Naquela ocasião, o STF julgou constitucional a contratação de médicos estrangeiros sem a revalidação de diploma e inscrição em conselho profissional em situação excepcional, de emergência de saúde. O Pleno do Tribunal afastou a alegação de que seria exigência constitucional a revalidação de diplomas e afirmou que o programa era “opção de política pública válida para tentar minimizar a dificuldade de se fazer chegar a possibilidade de atendimento médico aos locais mais distantes.Com esteio nos arts. 3º, III (2); 170 (3) e 198 (4) da CF/1988, verificou-se forma para que se pudesse levar o serviço médico a todos os rincões”.
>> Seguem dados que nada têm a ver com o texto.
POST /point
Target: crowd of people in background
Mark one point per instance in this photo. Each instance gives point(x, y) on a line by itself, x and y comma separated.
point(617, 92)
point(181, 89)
Mais recentemente, no início da crise do coronavírus no Brasil, a Suprema Corte foi chamada a se manifestar sobre a competência de Estados e Municípios para tomar medidas de combate à pandemia. Isso ocorreu diante de posturas do Governo Federal de não apenas negar apoio, como efetivamente se opor a elas.
Naqueles julgamentos, o Supremo afirmou que independentemente de autorização do governo federal, os entes federativos eram competentes para adotar as medidas necessárias para garantir o direito à vida e à saúde da sua população na pandemia de Covid-19, sem autorização do Governo Federal.
A partir de então, muitos Estados e municípios tomaram iniciativas como a de, excepcionalmente, contratar médicos formados no exterior (inclusive não-brasileiros), já que localmente não havia como suprir essa demanda. Independentemente da competência para regulamentar a profissão de médico no país, a atual situação de pandemia, o aspecto constitucional de extrema necessidade na garantia do direito fundamental à saúde, deveria prevalecer.
Algumas ações judiciais foram propostas com a finalidade de autorizar, em caráter temporário e excepcional, essa relevante força de trabalho em nosso país. Uma foi uma ação proposta pela Defensoria Pública da União perante a Seção Judiciária de São Paulo.
Nessa ação a Conectas apresentou pedido de habilitação como assistente e contribuiu com dados demonstrando a distribuição desigual de médicos no país, a tendência de crescimento de casos e vítimas da Covid-19, o fato de a pandemia estar se alastrando para o interior do estados e que o Governo Federal estava sendo ineficiente no uso de seus recursos. Assim, demonstrou que a contratação de médicos formados no exterior seria a medida mais adequada para enfrentar a pandemia amenizar as lamentáveis mortes já ocorridas e que ainda podem ocorrer.